In 1983, Amanpour was hired by CNN on the foreign desk in Atlanta, Georgia, as an entry-level desk assistant.

1986

During her early years as a correspondent, she was given her first major assignment covering the Iran–Iraq War, followed by a transfer in 1986 to Eastern Europe to report on the fall of European communism.

1989

In 1989, she was assigned to work in Frankfurt am Main, West Germany, where she reported on the democratic revolutions sweeping Eastern Europe at the time.

1990

By 1990, she served as a correspondent for CNN's New York bureau.

Following Iraq's occupation of Kuwait in 1990, Amanpour's reports of the Persian Gulf War brought her wide notice while also taking CNN to a new level of news coverage.

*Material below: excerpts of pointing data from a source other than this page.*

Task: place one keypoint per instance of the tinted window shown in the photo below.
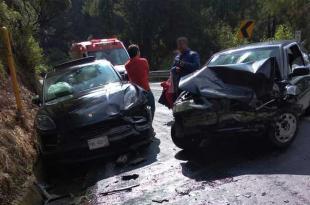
(244, 56)
(79, 79)
(117, 56)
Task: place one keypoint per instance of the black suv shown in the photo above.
(87, 111)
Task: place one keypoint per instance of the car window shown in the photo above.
(294, 57)
(79, 79)
(117, 56)
(244, 56)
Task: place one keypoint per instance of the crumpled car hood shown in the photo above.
(238, 81)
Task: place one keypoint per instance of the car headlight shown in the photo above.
(130, 97)
(45, 123)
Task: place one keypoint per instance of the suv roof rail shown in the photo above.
(75, 62)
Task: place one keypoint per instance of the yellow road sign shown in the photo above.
(246, 29)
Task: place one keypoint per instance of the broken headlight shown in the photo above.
(45, 123)
(130, 97)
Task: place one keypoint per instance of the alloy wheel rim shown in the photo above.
(286, 126)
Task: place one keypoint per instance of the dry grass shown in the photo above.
(17, 142)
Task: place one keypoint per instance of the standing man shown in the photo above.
(186, 62)
(138, 73)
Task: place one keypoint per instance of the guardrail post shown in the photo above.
(11, 65)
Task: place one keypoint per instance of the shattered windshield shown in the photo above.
(79, 79)
(244, 56)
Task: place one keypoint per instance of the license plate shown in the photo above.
(98, 142)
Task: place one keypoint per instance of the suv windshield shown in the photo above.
(244, 56)
(117, 56)
(79, 79)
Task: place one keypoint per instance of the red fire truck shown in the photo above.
(110, 49)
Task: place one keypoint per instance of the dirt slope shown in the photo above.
(17, 143)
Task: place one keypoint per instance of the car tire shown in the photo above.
(180, 140)
(283, 129)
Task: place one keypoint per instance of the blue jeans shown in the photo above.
(151, 102)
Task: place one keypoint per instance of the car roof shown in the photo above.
(75, 66)
(266, 44)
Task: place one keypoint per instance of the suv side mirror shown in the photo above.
(36, 100)
(125, 77)
(300, 70)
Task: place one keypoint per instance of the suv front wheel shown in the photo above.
(283, 129)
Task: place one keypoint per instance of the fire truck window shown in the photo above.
(117, 56)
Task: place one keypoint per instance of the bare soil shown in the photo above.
(17, 142)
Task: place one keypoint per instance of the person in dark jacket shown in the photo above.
(186, 62)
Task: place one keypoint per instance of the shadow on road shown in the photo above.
(247, 155)
(76, 178)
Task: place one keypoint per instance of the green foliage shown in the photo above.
(228, 37)
(283, 32)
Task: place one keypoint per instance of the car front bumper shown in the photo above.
(124, 134)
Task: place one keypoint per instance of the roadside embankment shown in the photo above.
(17, 144)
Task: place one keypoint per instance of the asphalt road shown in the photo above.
(231, 171)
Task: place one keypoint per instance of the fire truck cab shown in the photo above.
(110, 49)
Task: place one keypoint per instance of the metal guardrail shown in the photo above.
(159, 75)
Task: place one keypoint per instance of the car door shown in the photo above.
(294, 58)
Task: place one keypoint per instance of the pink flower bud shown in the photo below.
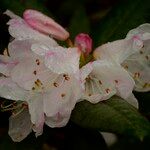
(44, 24)
(84, 43)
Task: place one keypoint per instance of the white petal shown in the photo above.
(133, 101)
(107, 79)
(6, 65)
(40, 49)
(119, 50)
(85, 71)
(35, 104)
(62, 60)
(117, 76)
(27, 76)
(58, 120)
(143, 30)
(10, 90)
(24, 75)
(20, 49)
(62, 96)
(138, 65)
(20, 30)
(20, 126)
(11, 14)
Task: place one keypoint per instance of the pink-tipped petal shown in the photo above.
(44, 24)
(84, 43)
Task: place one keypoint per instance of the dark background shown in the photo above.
(103, 20)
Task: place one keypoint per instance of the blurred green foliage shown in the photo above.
(104, 20)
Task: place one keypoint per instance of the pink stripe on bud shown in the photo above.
(84, 43)
(44, 24)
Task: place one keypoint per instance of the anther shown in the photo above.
(63, 95)
(107, 90)
(34, 72)
(116, 81)
(66, 77)
(55, 84)
(136, 75)
(37, 61)
(147, 57)
(100, 82)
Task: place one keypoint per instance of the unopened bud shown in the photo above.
(44, 24)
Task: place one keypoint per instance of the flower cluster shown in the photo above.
(46, 80)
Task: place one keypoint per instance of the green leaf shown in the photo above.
(79, 22)
(114, 115)
(18, 6)
(123, 17)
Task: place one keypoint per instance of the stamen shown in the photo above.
(147, 57)
(146, 85)
(136, 75)
(141, 52)
(63, 95)
(116, 81)
(100, 82)
(90, 94)
(55, 84)
(107, 90)
(66, 77)
(34, 72)
(126, 66)
(33, 88)
(37, 61)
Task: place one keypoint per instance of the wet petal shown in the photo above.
(6, 65)
(62, 96)
(44, 24)
(35, 104)
(133, 101)
(20, 49)
(138, 65)
(62, 60)
(107, 79)
(20, 126)
(116, 76)
(10, 90)
(142, 30)
(20, 30)
(26, 77)
(59, 120)
(118, 50)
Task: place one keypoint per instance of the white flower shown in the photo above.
(105, 79)
(51, 94)
(133, 54)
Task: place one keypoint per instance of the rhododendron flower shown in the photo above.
(132, 53)
(44, 24)
(84, 43)
(26, 77)
(20, 30)
(103, 79)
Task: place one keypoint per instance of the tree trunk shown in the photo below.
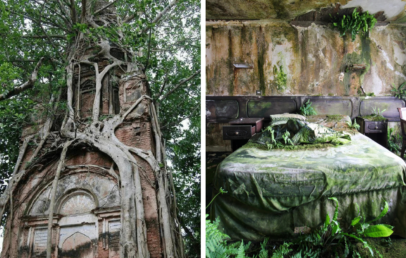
(95, 52)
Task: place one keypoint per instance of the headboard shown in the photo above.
(222, 109)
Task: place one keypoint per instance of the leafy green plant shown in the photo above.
(399, 92)
(354, 23)
(393, 141)
(281, 77)
(221, 191)
(353, 125)
(282, 250)
(307, 109)
(331, 236)
(377, 111)
(286, 138)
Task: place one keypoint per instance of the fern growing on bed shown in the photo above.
(307, 109)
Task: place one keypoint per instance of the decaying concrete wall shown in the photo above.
(312, 60)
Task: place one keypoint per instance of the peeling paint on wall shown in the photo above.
(313, 59)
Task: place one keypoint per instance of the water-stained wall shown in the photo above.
(313, 60)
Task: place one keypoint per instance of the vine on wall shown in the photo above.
(354, 23)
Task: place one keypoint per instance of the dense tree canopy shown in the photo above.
(162, 38)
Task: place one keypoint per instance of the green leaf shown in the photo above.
(355, 221)
(336, 209)
(383, 213)
(327, 222)
(378, 231)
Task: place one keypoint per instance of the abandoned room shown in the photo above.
(304, 138)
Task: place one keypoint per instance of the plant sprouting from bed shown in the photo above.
(331, 235)
(353, 125)
(286, 138)
(393, 141)
(307, 109)
(272, 133)
(400, 92)
(377, 111)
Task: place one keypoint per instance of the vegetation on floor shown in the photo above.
(353, 124)
(307, 109)
(393, 141)
(399, 92)
(330, 240)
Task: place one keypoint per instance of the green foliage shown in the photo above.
(281, 78)
(354, 23)
(282, 251)
(399, 92)
(353, 125)
(307, 109)
(393, 141)
(286, 138)
(332, 237)
(221, 191)
(377, 111)
(217, 246)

Thereafter, she reported from the Bosnian war and other conflict zones.

While in Bosnia, she interviewed Serb general Ratko Mladic, who would later be convicted of genocide.

Because of her emotional delivery from Sarajevo during the Siege of Sarajevo, viewers and critics questioned her professional objectivity, claiming that many of her reports were unjustified and favored the Bosnian Muslims, to which she replied:

""There are some situations one simply cannot be neutral about, because when you are neutral, you are an accomplice.

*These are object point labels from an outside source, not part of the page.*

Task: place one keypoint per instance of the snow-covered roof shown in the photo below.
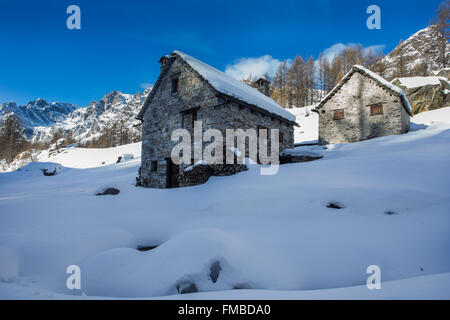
(232, 87)
(415, 82)
(374, 76)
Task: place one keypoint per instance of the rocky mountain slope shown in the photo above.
(85, 124)
(417, 56)
(425, 93)
(37, 113)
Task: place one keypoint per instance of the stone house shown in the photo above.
(189, 90)
(362, 106)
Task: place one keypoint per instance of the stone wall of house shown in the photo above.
(165, 114)
(355, 97)
(230, 114)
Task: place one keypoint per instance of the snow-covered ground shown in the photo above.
(271, 235)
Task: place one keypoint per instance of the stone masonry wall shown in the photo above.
(164, 115)
(355, 97)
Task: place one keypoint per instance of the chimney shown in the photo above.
(263, 85)
(164, 61)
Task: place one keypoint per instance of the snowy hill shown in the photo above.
(421, 48)
(272, 236)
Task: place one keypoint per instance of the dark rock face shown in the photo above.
(419, 52)
(186, 287)
(200, 174)
(145, 248)
(109, 191)
(242, 286)
(298, 159)
(335, 205)
(215, 271)
(48, 173)
(427, 97)
(197, 175)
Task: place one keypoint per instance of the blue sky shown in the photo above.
(120, 42)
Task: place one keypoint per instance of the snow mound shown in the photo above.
(232, 87)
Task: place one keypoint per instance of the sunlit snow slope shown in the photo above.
(273, 235)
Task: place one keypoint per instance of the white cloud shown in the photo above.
(257, 67)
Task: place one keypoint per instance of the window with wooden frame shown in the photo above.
(376, 109)
(338, 114)
(175, 85)
(188, 118)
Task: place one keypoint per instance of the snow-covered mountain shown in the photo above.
(37, 113)
(89, 122)
(275, 236)
(422, 48)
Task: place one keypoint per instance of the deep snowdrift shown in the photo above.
(265, 232)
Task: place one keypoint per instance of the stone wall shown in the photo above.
(355, 97)
(163, 116)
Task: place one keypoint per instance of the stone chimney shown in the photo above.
(263, 85)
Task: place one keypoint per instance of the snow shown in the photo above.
(308, 132)
(272, 234)
(232, 87)
(415, 82)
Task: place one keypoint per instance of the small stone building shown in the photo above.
(362, 106)
(189, 90)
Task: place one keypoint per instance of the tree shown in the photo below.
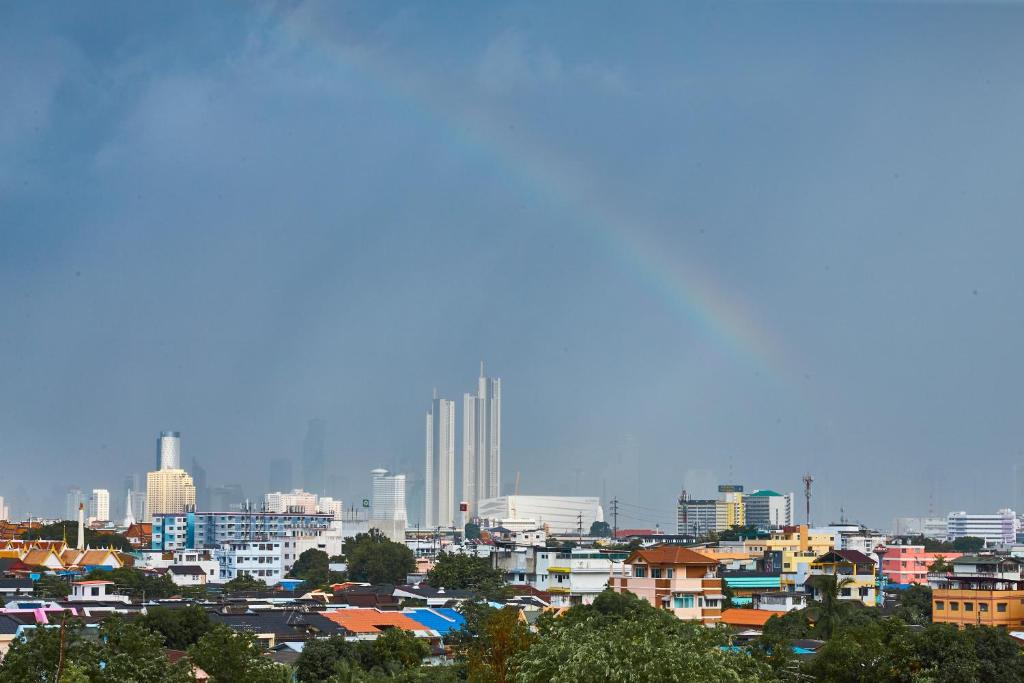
(180, 628)
(375, 559)
(229, 656)
(624, 638)
(460, 571)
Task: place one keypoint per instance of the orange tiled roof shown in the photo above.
(372, 621)
(670, 555)
(755, 617)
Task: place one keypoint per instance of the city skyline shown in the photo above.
(240, 218)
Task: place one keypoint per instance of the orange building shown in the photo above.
(673, 578)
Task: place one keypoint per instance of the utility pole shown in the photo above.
(808, 480)
(614, 517)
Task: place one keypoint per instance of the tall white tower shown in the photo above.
(439, 472)
(481, 442)
(169, 451)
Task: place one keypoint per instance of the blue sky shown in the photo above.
(757, 239)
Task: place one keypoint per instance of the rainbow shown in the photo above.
(684, 288)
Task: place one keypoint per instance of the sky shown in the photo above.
(726, 242)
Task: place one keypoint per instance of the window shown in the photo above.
(683, 601)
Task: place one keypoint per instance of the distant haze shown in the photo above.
(725, 242)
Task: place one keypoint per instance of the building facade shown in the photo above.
(99, 505)
(439, 471)
(994, 528)
(169, 451)
(169, 492)
(767, 509)
(481, 442)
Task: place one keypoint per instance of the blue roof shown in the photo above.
(441, 620)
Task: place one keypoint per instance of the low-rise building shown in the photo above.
(673, 578)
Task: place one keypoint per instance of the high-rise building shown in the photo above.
(99, 505)
(169, 492)
(439, 471)
(169, 451)
(389, 496)
(72, 501)
(202, 491)
(767, 509)
(481, 442)
(295, 501)
(313, 456)
(280, 474)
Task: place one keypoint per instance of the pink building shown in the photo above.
(675, 579)
(908, 564)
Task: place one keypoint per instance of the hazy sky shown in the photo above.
(753, 239)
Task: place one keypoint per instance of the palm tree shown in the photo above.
(826, 612)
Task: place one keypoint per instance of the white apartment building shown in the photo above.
(295, 501)
(258, 559)
(439, 471)
(99, 505)
(994, 528)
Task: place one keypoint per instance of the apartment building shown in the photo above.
(673, 578)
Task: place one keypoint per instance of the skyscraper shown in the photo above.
(313, 447)
(281, 474)
(481, 442)
(169, 451)
(439, 471)
(169, 491)
(99, 505)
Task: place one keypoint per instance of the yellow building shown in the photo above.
(169, 491)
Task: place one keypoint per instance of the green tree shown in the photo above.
(228, 656)
(180, 628)
(458, 571)
(375, 559)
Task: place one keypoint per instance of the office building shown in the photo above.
(439, 471)
(169, 492)
(698, 516)
(994, 528)
(169, 451)
(295, 501)
(556, 514)
(99, 505)
(481, 442)
(767, 509)
(73, 500)
(280, 474)
(314, 456)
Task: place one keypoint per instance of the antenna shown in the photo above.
(808, 480)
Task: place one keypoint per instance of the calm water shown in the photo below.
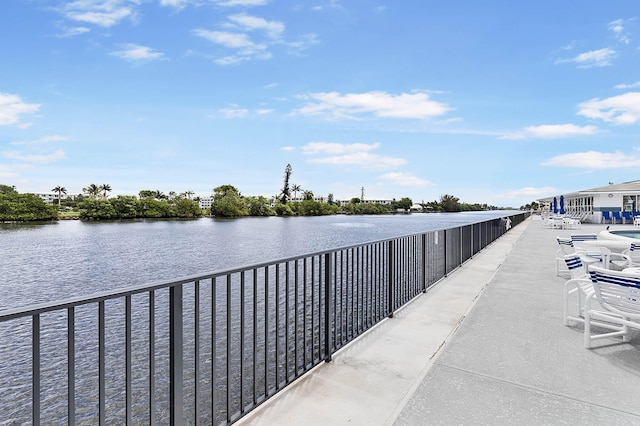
(54, 261)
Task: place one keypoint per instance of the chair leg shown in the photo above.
(587, 329)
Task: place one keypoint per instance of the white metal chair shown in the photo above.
(633, 252)
(566, 248)
(618, 294)
(578, 238)
(579, 285)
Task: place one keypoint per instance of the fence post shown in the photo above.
(444, 242)
(423, 263)
(176, 362)
(329, 319)
(390, 276)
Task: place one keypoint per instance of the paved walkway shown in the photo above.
(486, 346)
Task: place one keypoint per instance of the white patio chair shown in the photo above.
(566, 248)
(633, 252)
(578, 238)
(618, 294)
(579, 285)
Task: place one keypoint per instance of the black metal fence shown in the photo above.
(208, 349)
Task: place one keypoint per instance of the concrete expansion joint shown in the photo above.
(538, 389)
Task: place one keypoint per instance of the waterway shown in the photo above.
(44, 262)
(48, 262)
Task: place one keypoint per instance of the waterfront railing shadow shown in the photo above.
(208, 349)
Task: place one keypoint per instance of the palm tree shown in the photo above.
(92, 190)
(104, 188)
(295, 188)
(59, 190)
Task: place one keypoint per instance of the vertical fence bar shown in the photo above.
(287, 301)
(228, 345)
(152, 357)
(71, 366)
(127, 361)
(277, 324)
(214, 346)
(176, 348)
(329, 320)
(255, 337)
(35, 369)
(102, 388)
(305, 296)
(196, 352)
(296, 325)
(243, 313)
(266, 331)
(313, 310)
(390, 278)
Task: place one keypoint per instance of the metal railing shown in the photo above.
(208, 349)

Objectivity doesn't mean treating all sides equally.

It means giving each side a hearing.""

Amanpour gained a reputation for being fearless during the Gulf and Bosnian wars for reporting from conflict areas.

1992

From 1992 to 2010, Amanpour was CNN's chief international correspondent.

1994

On 9 October 1994, Stephen Kinzer of The New York Times criticized Amanpour's general coverage of the Bosnian War.

1996

From 1996 to 2005, she was contracted by 60 Minutes creator Don Hewitt to file four to five in-depth international news reports a year as a special contributor.

1998

These reports garnered her a Peabody Award in 1998 (she had earlier been awarded one in 1993 ).

Hewitt's successor Jeff Fager terminated her contract.

2007

On 23 October 2007, she received the Commander badge (No. 3) of the Order of the British Empire for her journalism work.

2009

From 2009 to 2010, she was the anchor of Amanpour, a daily CNN interview program.

Amanpour has reported on major crises from many of the world's hotspots, including Iraq, Afghanistan, Palestine, Iran, Israel, Pakistan, Somalia, Rwanda, and the Balkans and from the United States during Hurricane Katrina.

She has secured exclusive interviews with world leaders from the Middle East to Europe, Africa and beyond, including Iranian presidents Mohammad Khatami and Mahmoud Ahmadinejad, as well as the presidents of Afghanistan, Sudan, and Syria, among others.

After 9/11, she was the first international correspondent to interview British Prime Minister Tony Blair, French President Jacques Chirac, and Pakistani President Pervez Musharraf.

Other interviewees have included Hillary Clinton, Nicolás Maduro, Hassan Rouhani, Emmanuel Macron, Angela Merkel, John Kerry, the Dalai Lama, Robert Mugabe and Moammar Gadhafi.

She has also conducted interviews with Constantine II of Greece, Reza Pahlavi, Ameera al-Taweel and actors Angelina Jolie, Tom Hanks and Meryl Streep.